Every document in a collection of similar PDF files contains an area with a text that should be searched. The goal is to detect, whether the area lying at the bottom right corner of the page contains specified text.
iText library provides a few classes suitable for text extraction. For example SimpleTextExtractionStrategy
, LocationTextExtractionStrategy
or PdfTextExtractor
. Unfortunately none of these allows to specify an area where the text should be searched for. These classes usually return all texts on a page mixed together into one big string.
This can be overcome by implementing RenderListener
interface to collect texts from specific area of a PDF page.

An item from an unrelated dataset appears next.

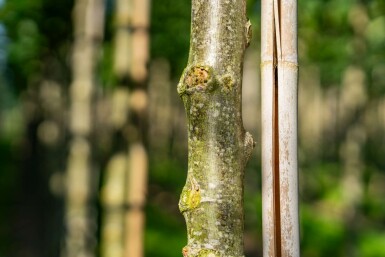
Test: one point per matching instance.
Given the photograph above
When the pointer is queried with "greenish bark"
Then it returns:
(219, 147)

The listener can be passed into iText document parser's content processor that goes through all text objects on a page.
public static class TextCollector implements RenderListener {
private static final float BOX_WIDTH = 200;
private static final float BOX_HEIGHT = 100;
private final Rectangle pageSize;
private final Set<String> collectedTexts = new HashSet();
public TextCollector(Rectangle pageSize) {
this.pageSize = pageSize;
}
@Override
public void beginTextBlock() {
}
@Override
public void renderText(TextRenderInfo renderInfo) {
LineSegment baseLine = renderInfo.getBaseline();
Vector startPoint = baseLine.getStartPoint();
// Collect all texts in a box at the bottom right corner of the page.
// The bottom left corner of the page is page's origin (0, 0).

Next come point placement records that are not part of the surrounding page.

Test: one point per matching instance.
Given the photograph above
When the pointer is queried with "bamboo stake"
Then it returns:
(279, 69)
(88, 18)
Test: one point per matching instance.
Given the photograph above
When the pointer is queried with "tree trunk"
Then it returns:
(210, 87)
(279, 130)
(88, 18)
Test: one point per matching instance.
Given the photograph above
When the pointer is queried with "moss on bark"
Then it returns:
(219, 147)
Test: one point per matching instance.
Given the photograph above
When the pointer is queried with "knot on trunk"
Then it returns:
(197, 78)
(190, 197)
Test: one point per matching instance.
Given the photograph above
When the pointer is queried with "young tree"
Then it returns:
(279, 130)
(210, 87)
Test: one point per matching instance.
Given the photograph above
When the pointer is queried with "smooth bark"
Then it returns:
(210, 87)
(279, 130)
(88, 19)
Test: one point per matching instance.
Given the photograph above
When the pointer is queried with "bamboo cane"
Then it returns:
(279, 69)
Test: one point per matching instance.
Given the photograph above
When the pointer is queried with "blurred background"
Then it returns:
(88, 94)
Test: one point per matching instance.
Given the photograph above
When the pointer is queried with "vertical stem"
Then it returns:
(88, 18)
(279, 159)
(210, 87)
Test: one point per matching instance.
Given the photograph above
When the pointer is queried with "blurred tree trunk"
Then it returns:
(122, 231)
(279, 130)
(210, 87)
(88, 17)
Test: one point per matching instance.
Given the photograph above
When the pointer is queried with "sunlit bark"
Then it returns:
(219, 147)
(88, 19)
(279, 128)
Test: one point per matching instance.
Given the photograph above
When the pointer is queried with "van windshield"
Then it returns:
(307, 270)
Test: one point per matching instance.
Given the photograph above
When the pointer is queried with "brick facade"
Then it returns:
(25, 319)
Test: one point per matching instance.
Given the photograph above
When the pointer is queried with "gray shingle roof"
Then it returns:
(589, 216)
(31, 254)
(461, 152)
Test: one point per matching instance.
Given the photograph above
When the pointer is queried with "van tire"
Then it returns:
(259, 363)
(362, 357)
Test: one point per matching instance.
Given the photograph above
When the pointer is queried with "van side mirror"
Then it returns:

if (startPoint.get(0) > pageSize.getWidth() - BOX_WIDTH && startPoint.get(1) < BOX_HEIGHT) {
collectedTexts.add(renderInfo.getText());
}
}
@Override
public void endTextBlock() {
}
@Override
public void renderImage(ImageRenderInfo renderInfo) {
}
public Set<String> getCollectedTexts() {
return collectedTexts;
}
}
The collector should be then called for every page of a PDF document.

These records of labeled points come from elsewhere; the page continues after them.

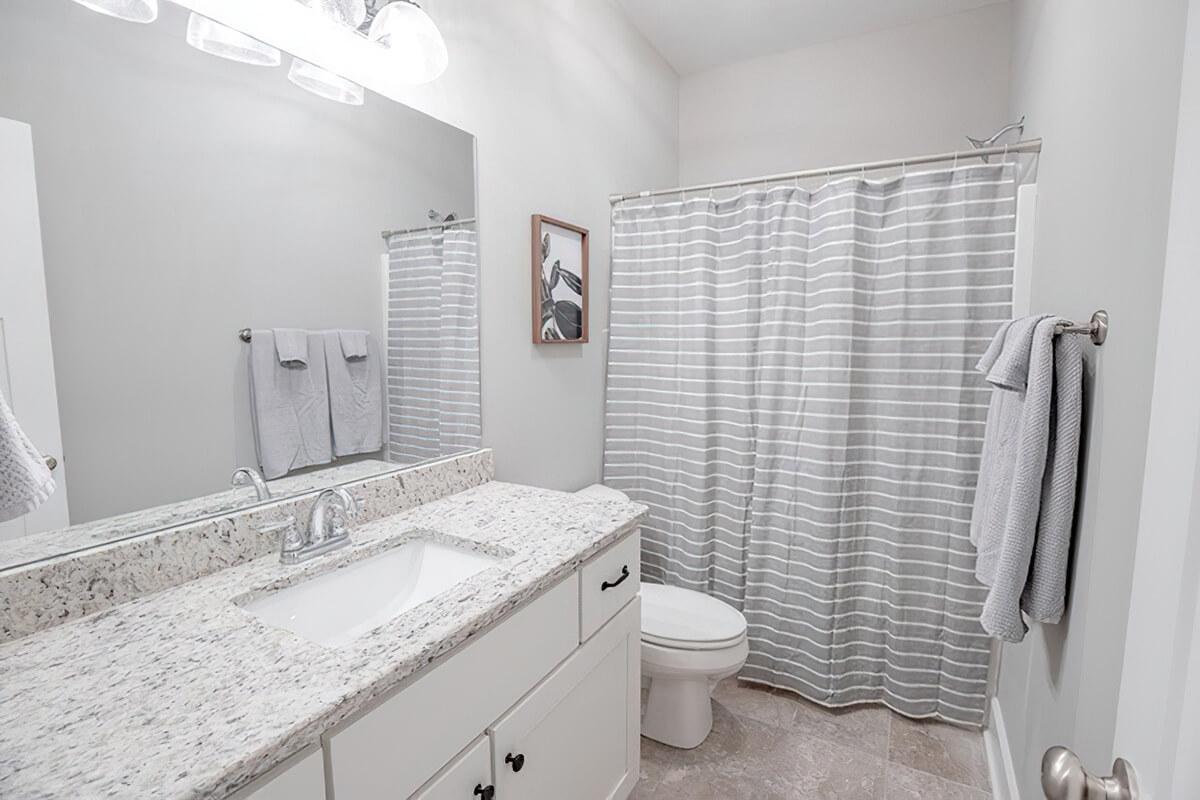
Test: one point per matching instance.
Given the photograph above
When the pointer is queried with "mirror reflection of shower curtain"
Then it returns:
(791, 391)
(432, 343)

public boolean findTextInPdf(PdfReaderContentParser parser, String text) {
for (int pageNo = 1; pageNo <= reader.getNumberOfPages(); pageNo++) {
TextCollector textCollector = parser.processContent(pageNo, new TextCollector(reader.getPageSize(pageNo)));
if (Set<String> collectedTexts = textCollector.getCollectedTexts()) {
return collectedTexts.contains(text);
}
}
return false;
}